At seventeen
At seventeen I was sent to find out what happened to the woman I had always looked up to, only to find a crime scene, a tv news crew, shocked spectators, police and fireman.
At seventeen my mother called me to ask what I had found out. I froze and stared at the screen. Unable to pick up and answer. Unable to tell her what I had just learned. Hyper aware, that as long as I did not pick up, I gave my mother a few more seconds of life as it was supposed to be. Life as it had always been.
At seventeen I was brought into a police station as a witness to share everything I knew to help them investigate and solve a murder case. Wait, did my cousin really die? I hadn't seen her. Are you sure it’s her? I really think you’re mistaken. It could not be her. This can not happen for real. I’ve seen this happen on the news to other people. I am me. Not other people.
At seventeen I saw the aftermath of femicide before we started to name it femicide.
At seventeen I went to every court sitting to see firsthand how justice is done. It was not enough. It could never be enough.

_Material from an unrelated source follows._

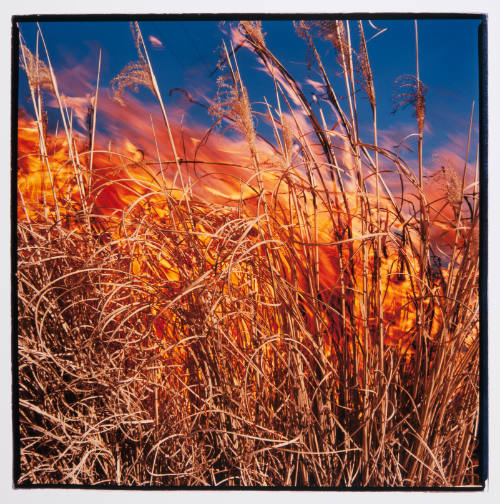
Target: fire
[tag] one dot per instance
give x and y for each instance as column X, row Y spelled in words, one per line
column 130, row 183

At seventeen I saw what a grieving mother looks like.
At seventeen I grew a crippling fear that at any given moment everyone I loved could die.
At seventeen I was afraid to pick up the phone when it rang because I thought the voice on the other end of the line would tell me someone died.
At seventeen I got a tattoo to carve her bodily existence into mine.
At seventeen I regretted never telling her how much I loved her, and how much she’d always meant to me. She will never know.
At seventeen I learned the danger of taking the people in your life for granted.
At seventeen I decided I’d rather be sentimental or too much in judgmental eyes than to keep my love or admiration silent.
At seventeen I started taking pictures of people I care about. I’m a horrible photographer, but that is never the point. Keepsakes are. The few we have of her are everything.
At seventeen I learned you don’t get what you give. You get what you get. She was kind, gentle and loved. None of it protected her.
At seventeen I learned how incredibly evil, unjust and unfair life is.
At seventeen a real life devil punched a hole in my gut. Others heard its creation when I howled at her wake.
At seventeen life as I knew it changed forever.
At seventeen I had a cousin who was nineteen.
She was nineteen.
At only nineteen years old she was everything a person is before they become a memory.